This is the mail archive of the
systemtap@sourceware.org
mailing list for the systemtap project.
Re: Getting user-space stack backtraces in more probe contexts
- From: Roland McGrath <roland at redhat dot com>
- To: William Cohen <wcohen at redhat dot com>
- Cc: SystemTAP <systemtap at sources dot redhat dot com>
- Date: Fri, 14 May 2010 00:36:17 -0700 (PDT)
- Subject: Re: Getting user-space stack backtraces in more probe contexts
- References: <4BEC6954.6090802@redhat.com>
Yes, perf is not even trying to address the same problem. They've just
decided to punt to assuming -fno-omit-frame-pointers everywhere (like Sun).
For relying on CFI as we do, there are three basic approaches possible.

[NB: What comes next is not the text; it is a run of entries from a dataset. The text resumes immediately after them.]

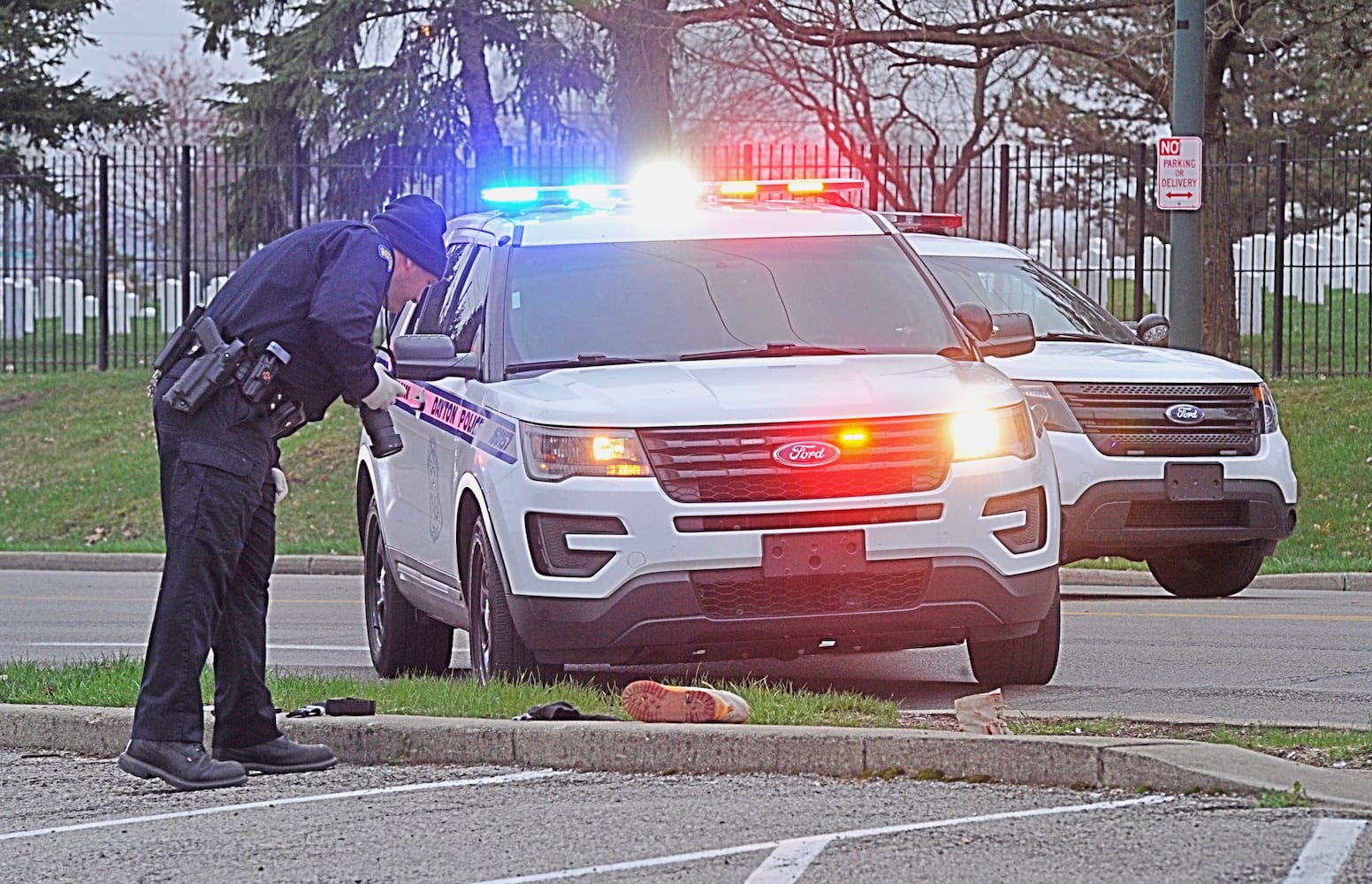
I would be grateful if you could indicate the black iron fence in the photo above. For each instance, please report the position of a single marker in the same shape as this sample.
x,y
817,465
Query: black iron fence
x,y
101,268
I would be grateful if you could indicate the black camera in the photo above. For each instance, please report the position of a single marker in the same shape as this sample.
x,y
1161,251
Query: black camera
x,y
380,431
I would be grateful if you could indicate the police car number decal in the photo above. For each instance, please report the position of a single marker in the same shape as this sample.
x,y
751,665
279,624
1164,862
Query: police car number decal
x,y
469,422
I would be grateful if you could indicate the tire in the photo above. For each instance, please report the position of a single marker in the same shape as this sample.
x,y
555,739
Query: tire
x,y
1209,571
400,637
1026,660
497,650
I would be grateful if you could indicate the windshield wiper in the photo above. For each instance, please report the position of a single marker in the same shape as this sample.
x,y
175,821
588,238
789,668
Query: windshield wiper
x,y
582,359
1074,337
774,349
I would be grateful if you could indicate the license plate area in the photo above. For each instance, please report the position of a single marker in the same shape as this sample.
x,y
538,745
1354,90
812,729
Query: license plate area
x,y
814,553
1191,482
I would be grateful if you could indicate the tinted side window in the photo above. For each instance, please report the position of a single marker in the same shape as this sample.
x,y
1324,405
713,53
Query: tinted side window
x,y
435,310
469,316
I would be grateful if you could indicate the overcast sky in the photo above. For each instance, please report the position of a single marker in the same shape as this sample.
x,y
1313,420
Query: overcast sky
x,y
147,27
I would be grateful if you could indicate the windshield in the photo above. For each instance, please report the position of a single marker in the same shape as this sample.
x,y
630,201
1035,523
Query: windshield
x,y
718,298
1025,286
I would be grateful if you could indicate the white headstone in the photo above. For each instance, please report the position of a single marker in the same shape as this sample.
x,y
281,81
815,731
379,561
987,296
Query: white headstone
x,y
1247,294
52,287
169,303
73,307
12,309
214,286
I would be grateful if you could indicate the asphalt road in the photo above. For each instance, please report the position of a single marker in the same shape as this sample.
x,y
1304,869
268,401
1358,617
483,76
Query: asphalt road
x,y
82,819
1267,655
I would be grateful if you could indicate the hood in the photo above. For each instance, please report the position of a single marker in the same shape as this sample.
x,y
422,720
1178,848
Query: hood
x,y
752,390
1086,362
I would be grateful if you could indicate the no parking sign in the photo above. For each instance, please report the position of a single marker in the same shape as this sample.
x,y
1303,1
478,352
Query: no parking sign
x,y
1178,171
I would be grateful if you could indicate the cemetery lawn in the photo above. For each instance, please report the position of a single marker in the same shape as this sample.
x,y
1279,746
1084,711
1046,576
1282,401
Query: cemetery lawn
x,y
79,471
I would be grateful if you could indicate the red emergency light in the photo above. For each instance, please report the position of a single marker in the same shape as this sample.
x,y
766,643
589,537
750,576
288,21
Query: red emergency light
x,y
924,221
795,187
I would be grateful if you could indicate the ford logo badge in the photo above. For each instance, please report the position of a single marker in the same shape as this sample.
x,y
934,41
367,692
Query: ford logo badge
x,y
1185,414
805,453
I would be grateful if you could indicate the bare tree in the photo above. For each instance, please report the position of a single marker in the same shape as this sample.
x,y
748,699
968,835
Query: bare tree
x,y
870,99
186,84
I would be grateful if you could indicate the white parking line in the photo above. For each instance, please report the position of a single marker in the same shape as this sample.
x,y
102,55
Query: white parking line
x,y
789,861
795,850
1326,853
280,802
141,644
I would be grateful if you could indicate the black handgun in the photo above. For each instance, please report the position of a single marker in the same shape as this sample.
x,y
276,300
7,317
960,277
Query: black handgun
x,y
211,370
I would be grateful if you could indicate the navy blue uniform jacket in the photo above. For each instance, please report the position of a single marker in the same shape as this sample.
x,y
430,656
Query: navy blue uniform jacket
x,y
316,293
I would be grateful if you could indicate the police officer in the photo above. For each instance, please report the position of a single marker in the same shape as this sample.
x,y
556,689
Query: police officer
x,y
315,293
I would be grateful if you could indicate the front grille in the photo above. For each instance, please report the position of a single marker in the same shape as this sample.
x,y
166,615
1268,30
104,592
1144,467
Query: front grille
x,y
745,593
725,464
1130,419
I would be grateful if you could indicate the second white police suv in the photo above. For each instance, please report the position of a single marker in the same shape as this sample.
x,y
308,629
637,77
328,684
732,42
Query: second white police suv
x,y
1163,456
685,423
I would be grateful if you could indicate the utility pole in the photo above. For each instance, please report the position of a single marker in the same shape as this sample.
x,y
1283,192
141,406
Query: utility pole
x,y
1187,119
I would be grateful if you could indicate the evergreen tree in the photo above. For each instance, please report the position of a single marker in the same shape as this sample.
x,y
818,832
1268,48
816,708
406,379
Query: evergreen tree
x,y
367,88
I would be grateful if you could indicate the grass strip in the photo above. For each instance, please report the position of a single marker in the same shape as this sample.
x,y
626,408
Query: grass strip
x,y
113,681
79,471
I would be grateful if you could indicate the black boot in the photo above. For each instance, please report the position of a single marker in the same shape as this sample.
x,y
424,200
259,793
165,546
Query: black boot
x,y
278,755
181,765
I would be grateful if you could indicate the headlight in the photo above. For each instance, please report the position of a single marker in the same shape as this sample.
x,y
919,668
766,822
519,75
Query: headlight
x,y
554,453
992,432
1269,409
1048,405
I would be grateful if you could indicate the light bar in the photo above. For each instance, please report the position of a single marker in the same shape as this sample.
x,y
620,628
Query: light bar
x,y
527,195
924,221
796,187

Before getting to those, I'll refine some details from your investigation.
> SIGTRAP signal is generated. This signal is handled by a utrace engine
> executing uprobe_report_signal() in uprobes.c. The utrace engine
> passes a pointer to the pt_regs into the uprobe_report_signal().
Moreover, all utrace callbacks are (by rule of the API) at a place where
it is kosher to use the user_regset interfaces. 'struct pt_regs' is a
convenience if you happen to know what you want in it, but user_regset
is the only thing that gets you all the correct values of all the user
registers on all machines.
> The mechanisms used for the syscalls do not store data in a pt_regs
> structure.
That's not quite true. There is always a 'struct pt_regs' at the
pointer returned by task_pt_regs(), the same one in all utrace callbacks
and such. There is always some correct data there. That's how
asm/syscall.h, instruction_pointer(), user_stack_pointer(), all work.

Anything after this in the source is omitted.